Snippet from the gadget:

если в запросе было только одно слово, то выбираем самое короткое название из первых трёх результатов
чтобы для "Аглией" выдавалось "Англия", а не "Англиканство"
if ( requestTokens === 1 ) {

var resar = [];

for ( var j = 0; j <= 4; j++ ) {
    if ( typeof resp.query.search[j] !== 'undefined' && txt.substr( 0, 3 ).toLowerCase() === resp.query.search[j].title.substr( 0, 3 ).toLowerCase()) {
        resar.push( resp.query.search[j].title );
    }
}

resar.sort( compareStringLengths );

if ( typeof resar[0] !== 'undefined' ) {
    pageName = resar[0];
}

}

This could be, in theory, rewritten to pull a list of results + the redirects, and picking the shortest ones. But this would not guarantee the best result, as some of the redirect origins could be rather short but irrelevant. See:

lucene search:

  1. [[biology]] (redirect to [[category:biology]])
  2. [[category:biology]]
  3. ...

cirrus search:

  1. [[category:biology]] <- [[biology]] <- [[bio]] <- ...
  2. [[biologists discover world's smallest orchid]] <- ...

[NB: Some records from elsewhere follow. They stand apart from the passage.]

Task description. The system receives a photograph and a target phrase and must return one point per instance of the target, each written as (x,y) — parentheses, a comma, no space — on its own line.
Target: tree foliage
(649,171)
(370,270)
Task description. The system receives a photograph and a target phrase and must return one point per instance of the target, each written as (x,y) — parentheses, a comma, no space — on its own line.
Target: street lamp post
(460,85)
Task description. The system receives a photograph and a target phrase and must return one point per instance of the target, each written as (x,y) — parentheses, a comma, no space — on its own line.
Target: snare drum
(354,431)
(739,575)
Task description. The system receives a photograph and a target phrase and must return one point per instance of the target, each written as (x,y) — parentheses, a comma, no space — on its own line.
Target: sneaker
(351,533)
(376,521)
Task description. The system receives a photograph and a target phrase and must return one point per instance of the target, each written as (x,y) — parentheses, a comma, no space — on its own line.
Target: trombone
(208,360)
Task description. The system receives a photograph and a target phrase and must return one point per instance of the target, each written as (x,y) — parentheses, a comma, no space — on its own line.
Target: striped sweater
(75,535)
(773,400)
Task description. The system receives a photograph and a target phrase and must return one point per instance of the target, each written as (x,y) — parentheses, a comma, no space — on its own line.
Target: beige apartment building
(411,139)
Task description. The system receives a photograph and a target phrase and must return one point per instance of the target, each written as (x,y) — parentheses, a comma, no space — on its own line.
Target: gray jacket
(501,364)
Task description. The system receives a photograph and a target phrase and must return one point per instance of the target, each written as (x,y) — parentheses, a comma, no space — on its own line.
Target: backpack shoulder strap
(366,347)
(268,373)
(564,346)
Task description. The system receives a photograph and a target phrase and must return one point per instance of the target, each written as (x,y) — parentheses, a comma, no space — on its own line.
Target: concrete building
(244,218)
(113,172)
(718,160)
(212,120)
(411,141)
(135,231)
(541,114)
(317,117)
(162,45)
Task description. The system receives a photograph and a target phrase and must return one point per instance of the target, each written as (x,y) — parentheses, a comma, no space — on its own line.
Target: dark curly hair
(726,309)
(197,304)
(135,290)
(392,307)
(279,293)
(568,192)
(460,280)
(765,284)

With cirrus search, the script for "biology" would return "[[bio|biology]]", but it doesn't mean that such wikilink would be accurate.

Restricted Application added a subscriber: Aklapper. · View Herald Transcript

I have need for "limit search results to non-redirects" and was directed to this phab. The use-case is when trying to resolve page-naming controversies (or more mildly, how to name new pages) I want to look at precedent. And that means the actual pages alone. Conceptually, it would be an option I could add to intitle:, so an additional token in the search-box or a checkbox in the advanced-search mode or an include/exclude-redirects toggle in the results page.

Gehel subscribed.

Closing ticket as Cirrus supports redirects (but not separate results for redirects and pages). Since this has been opened and without activity since 2014, I'm closing as it is more than likely that the use case has changed since then.

I have need for "limit search results to non-redirects" and was directed to this phab. The use-case is when trying to resolve page-naming controversies (or more mildly, how to name new pages) I want to look at precedent. And that means the actual pages alone. Conceptually, it would be an option I could add to intitle:, so an additional token in the search-box or a checkbox in the advanced-search mode or an include/exclude-redirects toggle in the results page.

This seems like a valid feature request, but should really be opened in a new ticket.